- President Obama's campaign launches a fictional storybook ad called "The Life of Julia"
- William Bennett: Buried within the ad is the ideological vision of modern liberalism
- He says the story of Julia represents Obama's view of the state's role in an individual's life
- Bennett: Conservatives must be able to craft an alternative vision
Last week, President Obama's campaign launched a fictional storybook ad called, "The Life of Julia." The slide show narrative follows Julia, a cartoon character, from age 3 to age 67 and explains how Obama's policies, from Head Start to Obamacare to mandated contraception coverage to Medicare reform, would provide Julia with a better life than Mitt Romney or Paul Ryan could.
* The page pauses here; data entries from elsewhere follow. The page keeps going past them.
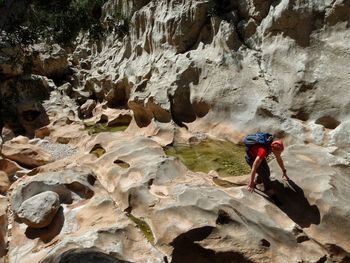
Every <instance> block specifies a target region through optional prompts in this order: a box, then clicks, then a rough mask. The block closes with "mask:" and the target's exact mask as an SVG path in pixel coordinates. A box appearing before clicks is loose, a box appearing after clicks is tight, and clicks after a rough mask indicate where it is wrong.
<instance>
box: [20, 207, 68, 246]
mask: <svg viewBox="0 0 350 263" xmlns="http://www.w3.org/2000/svg"><path fill="white" fill-rule="evenodd" d="M63 225H64V213H63V208H62V206H61V207H60V208H59V209H58V211H57V213H56V215H55V217H54V219H53V220H52V222H51V223H50V224H49V225H48V226H46V227H43V228H32V227H28V228H27V230H26V232H25V235H26V236H27V238H29V239H35V238H40V240H41V241H43V242H44V243H48V242H50V241H51V240H52V239H54V238H55V237H56V236H57V235H58V234H59V233H60V232H61V230H62V228H63Z"/></svg>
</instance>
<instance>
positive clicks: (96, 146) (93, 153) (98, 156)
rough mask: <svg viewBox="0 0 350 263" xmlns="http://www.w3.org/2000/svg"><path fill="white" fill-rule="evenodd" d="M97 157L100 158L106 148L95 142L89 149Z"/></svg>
mask: <svg viewBox="0 0 350 263" xmlns="http://www.w3.org/2000/svg"><path fill="white" fill-rule="evenodd" d="M90 153H92V154H94V155H95V156H96V157H97V158H100V157H101V156H102V155H103V154H105V153H106V150H105V149H104V148H103V147H102V146H101V144H96V145H95V146H94V147H93V148H92V149H91V151H90Z"/></svg>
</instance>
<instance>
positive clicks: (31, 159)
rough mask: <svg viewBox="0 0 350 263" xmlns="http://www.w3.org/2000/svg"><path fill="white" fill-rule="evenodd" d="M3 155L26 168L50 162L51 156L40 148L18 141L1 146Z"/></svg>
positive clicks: (50, 155) (9, 142)
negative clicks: (26, 167) (21, 142)
mask: <svg viewBox="0 0 350 263" xmlns="http://www.w3.org/2000/svg"><path fill="white" fill-rule="evenodd" d="M23 142H24V141H23ZM3 155H4V156H5V157H6V158H8V159H10V160H12V161H15V162H17V163H18V164H20V165H22V166H26V167H36V166H40V165H44V164H47V163H49V162H51V161H52V158H51V155H50V154H48V153H47V152H46V151H45V150H44V149H42V148H41V147H39V146H37V145H32V144H28V143H20V142H19V141H15V142H8V143H6V144H5V145H4V146H3Z"/></svg>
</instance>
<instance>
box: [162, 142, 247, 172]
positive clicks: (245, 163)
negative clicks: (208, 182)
mask: <svg viewBox="0 0 350 263" xmlns="http://www.w3.org/2000/svg"><path fill="white" fill-rule="evenodd" d="M165 153H166V154H167V155H169V156H175V157H176V158H178V159H179V160H180V161H181V162H183V163H184V164H185V165H186V166H187V167H188V168H189V169H190V170H192V171H195V172H205V173H208V172H209V171H211V170H215V171H217V172H218V174H219V175H220V176H222V177H225V176H239V175H243V174H247V173H249V171H250V168H249V166H248V165H247V164H246V162H245V159H244V156H245V148H244V146H242V145H237V144H234V143H231V142H226V141H214V140H207V141H203V142H201V143H198V144H192V145H189V146H188V145H175V146H171V147H166V148H165Z"/></svg>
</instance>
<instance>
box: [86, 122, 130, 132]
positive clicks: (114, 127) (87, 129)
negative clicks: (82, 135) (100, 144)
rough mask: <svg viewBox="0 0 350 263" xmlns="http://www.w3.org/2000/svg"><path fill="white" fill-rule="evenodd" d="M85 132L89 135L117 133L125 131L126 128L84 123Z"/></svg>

Julia is not your typical all-American girl, but an obviously independent, yuppie liberal woman. She goes to public school, graduates college, and becomes a Web designer. She is able to pursue her career because, at age 27, "her health insurance is required to cover birth control and preventive care, letting Julia focus on her work rather than worry about her health."
At age 31 she "decides to have a child," with no mention of a father or husband. Her son Zachary heads off to a Race to the Top funded public school, while Julia goes on to start her own Web business. She retires at age 67 with Social Security and Medicare supporting her financially and spends her later years volunteering in a community garden.
Julia's happily-ever-after tale is remarkably void of reality. Nowhere in her fictional life is it mentioned that Head Start has done little, if anything, to improve elementary education, that she will likely graduate with $25,000 in student loan debt, that she has a 50% chance of being unemployed or underemployed after college, that Medicare and Social Security are headed toward insolvency, and that her share of the national debt is $50,000 and growing.
For Republicans, Julia's story might seem like a joke too good to be true, but they should take it very seriously. Because buried within "The Life of Julia" is the ideological vision of modern liberalism -- to create a state that takes care of its people from cradle to grave. The story of Julia is a microcosm of Obama's vision for America and emblematic of his view of the government's role in an individual's life.
"The Life of Julia" has done what many conservatives have failed to do so far -- outline in exacting detail what modern Democratic policy wants for individuals. Here we have Obama's 21st century synthesis of the Great Society, New Deal and New Frontier.
Julia's entire life is defined by her interactions with the state. Government is everywhere and each step of her life is tied to a government program. Notably absent in her story is any relationship with a husband, family, church or community, except a "community" garden where she works post-retirement. Instead, the state has taken their place and is her primary relationship.
As banal and hackneyed as Julia's life of government dependence may seem, many Americans support it. After all, similar promises lured a number of European countries into overreaching and under-supported social safety nets. With the American family less intact than ever and with single motherhood at historic highs, women like Julia are increasingly left on their own. The idea of government assistance can become more and more attractive to them and even necessary.
Democratic policymakers realize that in the absence of self-sustaining family units, government can step in and fill the void. And a government large enough to fill that void can eventually take the place of the family altogether. Cultural commentator Heather Mac Donald recently wrote, "The single mother has become the cornerstone of Democratic politics." Julia is the perfect example.
In response, conservatives must defend their own cornerstones -- individual liberty, virtue and earned success. Conservatives must make the case that earned success is preferable to government dependency, and that Julia is more likely to achieve success and fulfillment in a good, stable family. As families grow stronger, schools, churches and communities improve, and Julia's chances for success improve, both for herself and her son. But as government grows larger and more intrusive, Julia's personal liberty and opportunities may shrink.
Whatever pleasure Republicans may get from jokes or parodies of Julia, the fact is that many women will choose her life, some out of necessity or believing it's necessary. "The Life of Julia" should make it obvious that this election is about more than offering Julia a better job and more benefits. Conservatives must be able to provide Julia an alternative vision for a better future. Without it, Julia might have nowhere else to turn but to the government, and that is nothing to laugh about.